Tracks time series data for reddit posts. I'm building it to collect data for a blog post I'm writing.
You'll need to have a reddit developer acount and authentication information to run this code. If you don't already have such an account you can follow this guide (it's completely free). After cloning this repository, create a new file called "authentication.py" and add your authentication information to the file. It should look something like this:
import praw
reddit = praw.Reddit(client_id='your id', \
client_secret='your secret', \
user_agent='your app name', \
username='your username ', \
password="your password")
Using Reddit Post Tracker is as simple as navigating to folder where it is located and running a command through the command line with the subreddits you want to track.
python3 tracker.py subreddit1 subreddit2 etc.
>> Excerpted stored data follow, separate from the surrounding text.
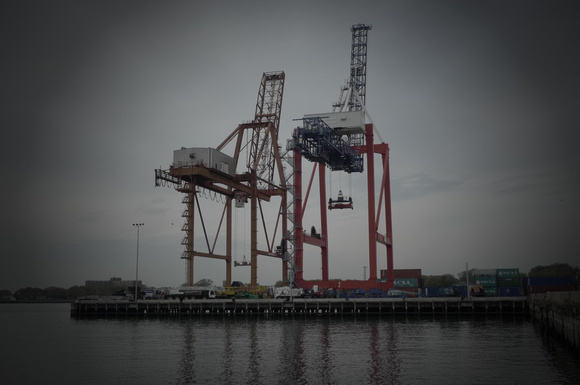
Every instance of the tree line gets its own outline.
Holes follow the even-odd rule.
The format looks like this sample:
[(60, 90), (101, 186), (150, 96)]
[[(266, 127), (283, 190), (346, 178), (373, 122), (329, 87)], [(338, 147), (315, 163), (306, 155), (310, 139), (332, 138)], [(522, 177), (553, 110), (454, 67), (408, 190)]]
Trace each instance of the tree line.
[[(41, 301), (74, 301), (77, 298), (89, 295), (99, 295), (103, 289), (87, 286), (72, 286), (68, 289), (50, 286), (45, 289), (39, 287), (25, 287), (15, 292), (0, 290), (0, 301), (41, 302)], [(107, 293), (111, 295), (112, 293)]]

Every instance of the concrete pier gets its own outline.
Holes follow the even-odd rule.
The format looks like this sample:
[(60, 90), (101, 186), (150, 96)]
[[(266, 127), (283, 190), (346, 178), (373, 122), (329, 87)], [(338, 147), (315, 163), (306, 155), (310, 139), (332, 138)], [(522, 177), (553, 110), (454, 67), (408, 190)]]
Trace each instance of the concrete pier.
[(531, 294), (534, 320), (580, 350), (580, 291)]
[(203, 314), (333, 315), (333, 314), (528, 314), (526, 297), (451, 298), (324, 298), (83, 300), (71, 305), (73, 317), (174, 316)]

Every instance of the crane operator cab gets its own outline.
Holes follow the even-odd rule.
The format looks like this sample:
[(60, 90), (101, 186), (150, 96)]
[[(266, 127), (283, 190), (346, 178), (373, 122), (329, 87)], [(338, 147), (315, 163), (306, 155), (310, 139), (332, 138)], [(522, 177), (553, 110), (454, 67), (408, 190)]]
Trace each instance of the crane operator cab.
[(328, 209), (352, 209), (352, 198), (346, 199), (342, 194), (342, 190), (338, 191), (338, 197), (333, 200), (332, 198), (328, 200)]

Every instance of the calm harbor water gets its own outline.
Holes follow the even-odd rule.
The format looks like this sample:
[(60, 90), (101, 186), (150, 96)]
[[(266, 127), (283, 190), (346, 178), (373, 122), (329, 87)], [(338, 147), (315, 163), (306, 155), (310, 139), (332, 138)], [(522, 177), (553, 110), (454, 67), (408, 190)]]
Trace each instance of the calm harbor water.
[(0, 384), (580, 384), (526, 316), (72, 319), (0, 304)]

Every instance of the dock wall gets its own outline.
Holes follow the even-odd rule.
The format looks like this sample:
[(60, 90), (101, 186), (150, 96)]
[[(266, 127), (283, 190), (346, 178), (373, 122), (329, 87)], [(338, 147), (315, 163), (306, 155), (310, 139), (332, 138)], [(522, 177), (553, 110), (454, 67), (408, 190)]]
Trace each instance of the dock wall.
[(580, 350), (580, 291), (530, 294), (529, 303), (535, 321)]
[(77, 301), (71, 316), (529, 314), (526, 297)]

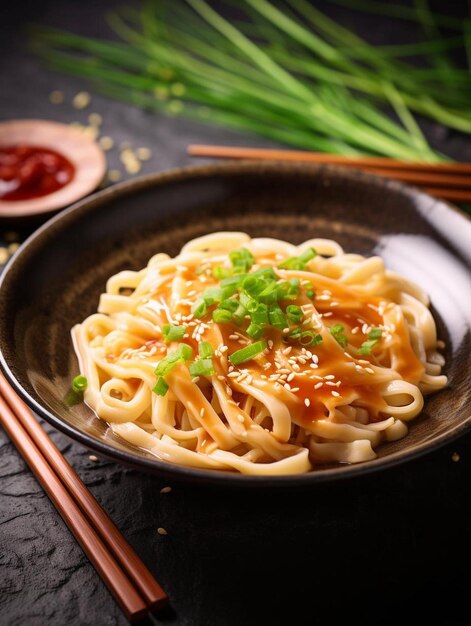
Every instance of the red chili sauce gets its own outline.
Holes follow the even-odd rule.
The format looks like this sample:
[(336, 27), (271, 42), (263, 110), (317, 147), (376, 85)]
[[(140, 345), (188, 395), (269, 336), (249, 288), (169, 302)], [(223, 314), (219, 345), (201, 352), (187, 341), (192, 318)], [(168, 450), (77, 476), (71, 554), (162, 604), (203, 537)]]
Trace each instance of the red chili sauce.
[(75, 167), (55, 150), (17, 144), (0, 146), (0, 200), (31, 200), (65, 187)]

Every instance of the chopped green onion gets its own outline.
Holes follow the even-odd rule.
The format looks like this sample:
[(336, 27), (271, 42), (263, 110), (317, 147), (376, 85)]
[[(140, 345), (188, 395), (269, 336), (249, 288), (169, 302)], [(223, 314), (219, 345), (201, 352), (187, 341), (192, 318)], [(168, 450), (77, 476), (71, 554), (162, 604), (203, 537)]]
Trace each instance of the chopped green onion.
[(256, 305), (256, 307), (247, 307), (252, 323), (267, 326), (270, 323), (267, 305), (263, 304), (263, 302), (257, 302)]
[(291, 324), (299, 324), (303, 318), (303, 310), (297, 304), (289, 304), (286, 307), (286, 317)]
[(162, 328), (165, 341), (180, 341), (183, 339), (185, 332), (185, 326), (172, 326), (171, 324), (165, 324)]
[(190, 346), (186, 343), (181, 343), (176, 350), (169, 352), (167, 356), (160, 361), (155, 368), (155, 373), (157, 376), (167, 376), (176, 365), (188, 361), (192, 354), (193, 350)]
[(310, 281), (304, 283), (304, 290), (305, 290), (306, 296), (308, 298), (311, 298), (311, 300), (316, 297), (316, 291), (314, 289), (314, 285)]
[(375, 347), (375, 345), (378, 343), (377, 339), (372, 339), (371, 341), (364, 341), (359, 350), (358, 353), (359, 354), (371, 354), (371, 351), (373, 350), (373, 348)]
[(203, 291), (202, 298), (206, 306), (211, 306), (222, 300), (222, 289), (219, 287), (208, 287)]
[(217, 280), (222, 280), (223, 278), (229, 278), (230, 276), (233, 275), (233, 273), (234, 273), (234, 270), (229, 269), (227, 267), (221, 267), (220, 265), (213, 267), (213, 271), (212, 271), (214, 278), (217, 278)]
[(232, 322), (232, 313), (227, 309), (218, 307), (213, 311), (213, 321), (215, 321), (216, 324), (228, 324)]
[(247, 248), (239, 248), (229, 252), (229, 259), (234, 266), (234, 270), (241, 272), (247, 272), (255, 263), (253, 254)]
[(158, 396), (164, 396), (168, 391), (168, 385), (162, 376), (159, 376), (152, 391)]
[(213, 360), (211, 358), (199, 359), (189, 367), (192, 376), (211, 376), (214, 374)]
[(247, 309), (242, 304), (239, 304), (237, 309), (232, 314), (232, 319), (236, 324), (241, 324), (244, 317), (247, 315)]
[(249, 324), (247, 328), (247, 335), (249, 337), (253, 337), (254, 339), (258, 339), (263, 334), (263, 327), (260, 324)]
[(290, 331), (290, 333), (288, 334), (288, 338), (299, 341), (299, 339), (301, 339), (301, 333), (302, 333), (301, 328), (299, 326), (296, 326), (296, 328), (293, 328), (293, 330)]
[(268, 267), (261, 267), (259, 270), (252, 272), (252, 276), (257, 276), (267, 281), (278, 279), (278, 276), (275, 274), (275, 270), (271, 267), (271, 265)]
[(213, 356), (213, 346), (209, 343), (209, 341), (202, 341), (198, 345), (198, 354), (202, 359), (207, 359), (210, 356)]
[(198, 300), (193, 307), (192, 313), (194, 317), (204, 317), (208, 312), (208, 307), (204, 300)]
[(88, 387), (88, 380), (85, 376), (79, 374), (72, 381), (72, 389), (75, 393), (83, 393)]
[(330, 328), (330, 334), (332, 337), (342, 346), (346, 348), (348, 346), (348, 339), (344, 333), (345, 327), (342, 324), (335, 324)]
[(266, 349), (266, 341), (256, 341), (255, 343), (251, 343), (250, 345), (245, 346), (245, 348), (242, 348), (241, 350), (233, 352), (229, 357), (229, 361), (232, 363), (232, 365), (239, 365), (240, 363), (250, 361), (250, 359), (258, 356)]
[(299, 256), (292, 256), (282, 261), (278, 264), (278, 267), (282, 270), (304, 270), (309, 261), (315, 256), (317, 256), (316, 250), (314, 250), (314, 248), (307, 248)]
[(323, 342), (322, 335), (315, 335), (311, 330), (301, 333), (300, 343), (303, 346), (318, 346)]
[(381, 339), (383, 331), (381, 328), (372, 328), (368, 333), (368, 339)]
[(285, 314), (281, 310), (279, 304), (272, 304), (268, 309), (268, 319), (270, 320), (270, 324), (275, 328), (279, 328), (283, 330), (288, 326), (288, 320), (286, 319)]

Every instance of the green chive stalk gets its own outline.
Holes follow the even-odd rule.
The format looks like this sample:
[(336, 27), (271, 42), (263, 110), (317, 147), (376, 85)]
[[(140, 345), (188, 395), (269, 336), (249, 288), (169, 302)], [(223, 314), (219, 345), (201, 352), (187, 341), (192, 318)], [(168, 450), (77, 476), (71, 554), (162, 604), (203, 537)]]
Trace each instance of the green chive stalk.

At the start of every minute data is collected from aproximately all the active posts for each subreddit and automatically stored in an SQLite database in a file called "data.db." Here's an example of what some of the data might look like:
post_id | score | rank | num_comments | present_time (utc time) |
---|---|---|---|---|
ooj686 | 19 | 146 | 6 | 1626925094 |
oojteo | 17 | 147 | 1 | 1626925094 |
ooiid9 | 20 | 148 | 1 | 1626925094 |
Present time is the present time immediately after all the data has been requested and obtained. Because of this, the present time will have a possibly large positive error for each post no more than the time to fetch all posts (which is printed to the console each time posts are fetched).